COP26 comes against the backdrop of dire warnings about the health of our planet, as signalled by the Intergovernmental Panel on Climate Change’s (IPCC) sixth assessment report released in August. This latest report unequivocally shows that humans are to blame for the climate crisis. There is no room for denialism and scepticism. The science is clear.
The solution to addressing the climate crisis lies with global leadership, which must take drastic actions to cut or eliminate greenhouse gas emissions. This is a call that requires all of us to rethink our ways of life and imagine alternatives, perhaps with less capitalistic-based consumption and luxury.
It is well known that a rise in temperature of 1.5oc or more will make life on Earth far more difficult and compound the plethora of problems we already face. At COP26, one of the key objectives will be to reach an agreement on the measures needed to reduce emissions, in a way that prevents catastrophic warming beyond this threshold.
This reduction is much more important for our planet’s most at-risk societies, such as indigenous peoples, small island nations, and communities across least developed countries. Climate impacts are unequal – poor nations are already suffering more than richer ones, while small island nations face the possibility of extinction. Meanwhile, temperature increases across most African countries are causing droughts and exacerbating poverty in already fragile societies.
Climate change: a question of justice
Climate change and its catastrophic impacts have become a form of injustice which robs people of their freedom to choose and live their preferred ways of life.
Calls have already been made for richer countries to provide adaptation funding to help poorer countries address vulnerability and strengthen livelihoods. But as the world goes to COP26, one is reminded that climate adaptation finance remains a thorny issue: while rich countries have promised to provide $100 billion in climate funding each year, they have yet to deliver on this pledge.
Another contentious issue at COP26 will be Article 6 in the Paris Agreement, which provides for cooperative agreements between nations to engage in market-led mechanisms for emission reductions. In reality, market-led climate mitigation has not yielded significant reductions since the operationalisation of the Kyoto Protocol in 2005. Initiatives such as the Clean Development Mechanism (CDM) and the European Union’s Emissions Trading Scheme (ETS) have actually given incentives to polluters, rather than making them responsible for their environmental impact. The Carbon Market Watch has provided useful case studies on the harm caused by the clean development mechanism and the emissions trading scheme.

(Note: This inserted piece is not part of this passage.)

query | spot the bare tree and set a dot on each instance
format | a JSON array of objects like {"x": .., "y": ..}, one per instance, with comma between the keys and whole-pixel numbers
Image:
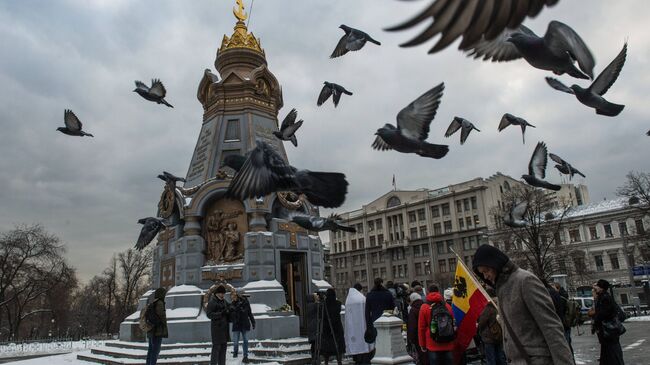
[{"x": 537, "y": 246}]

Numerous CDM projects have resulted in the development of massive wind, water, and solar energy projects across the world, but these often benefit multinational corporations at the expense of local peoples. For example, the displacement of indigenous communities to accommodate green projects and mandated forest management strategies can lead to the loss of local livelihoods. This is again another form of injustice, and we must realise that climate solutions anchored in market principles can often worsen the living conditions of the poor.

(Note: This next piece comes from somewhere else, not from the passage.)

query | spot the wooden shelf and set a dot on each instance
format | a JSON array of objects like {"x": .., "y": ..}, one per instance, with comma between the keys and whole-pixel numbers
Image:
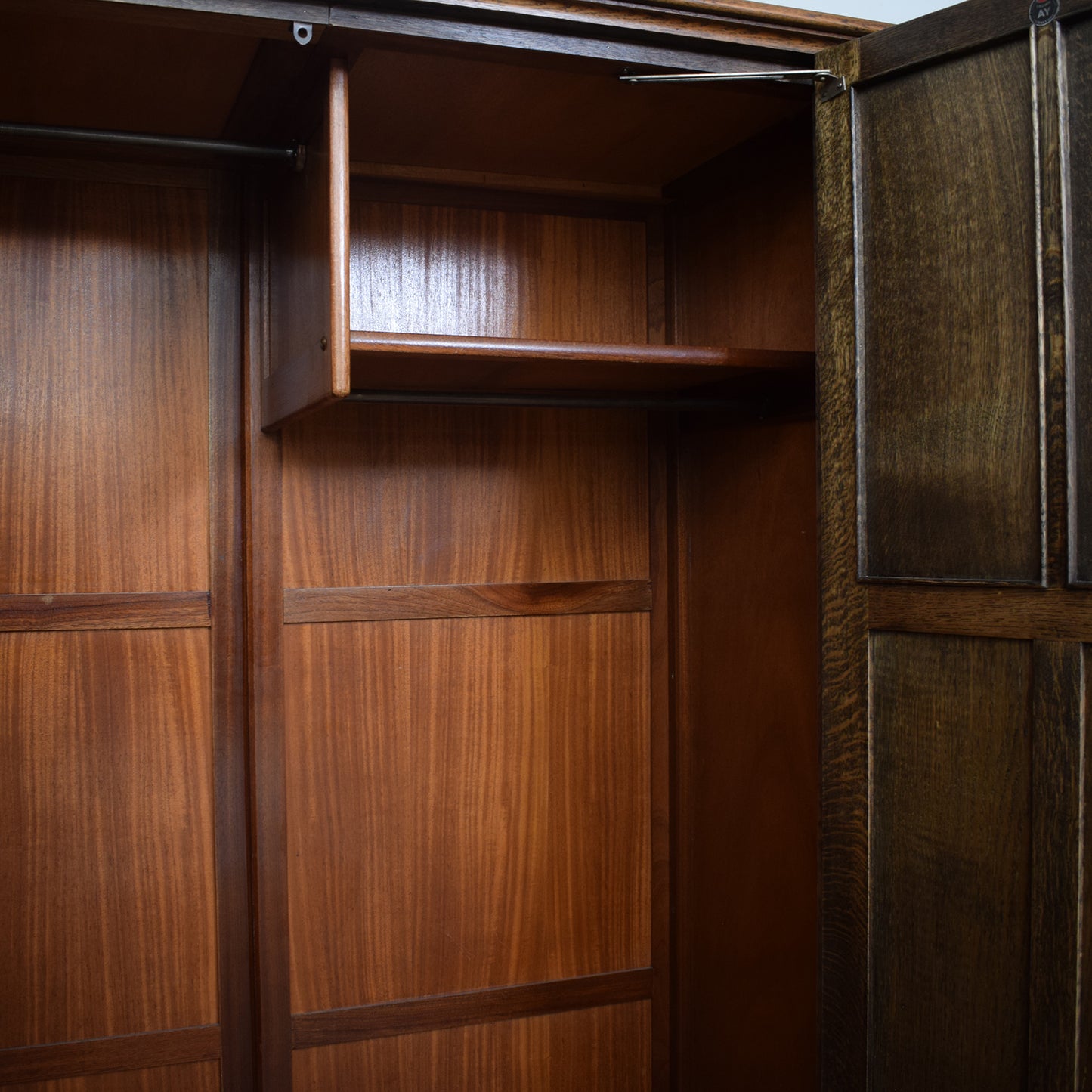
[{"x": 392, "y": 362}]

Looking back to 2015, the United Nations adopted the Sustainable Development Goals (SDGs) with an underlying philosophy to leave no one behind. Today, worsening climate impacts coupled with little to resources for adaptation mean that the poor will surely be left behind. At COP26, global leaders must agree on mechanisms to ensure greater ambition on climate finance, particularly for supporting vulnerable communities to adapt to climate change.
Towards a just society
Climate change has largely been caused by humanity’s lack of respect towards nature, which is opened for endless exploitation. In Glasgow this November, world leaders must step up and reach a deal which charters a new way of life – one that aspires towards environmental justice, which does not destroy our forests nor pollute our rivers and oceans. A way of life which does not overconsume to satisfy human appetites, and which has a mutually respectful relationship with nature.
We must do this for our planet – our home.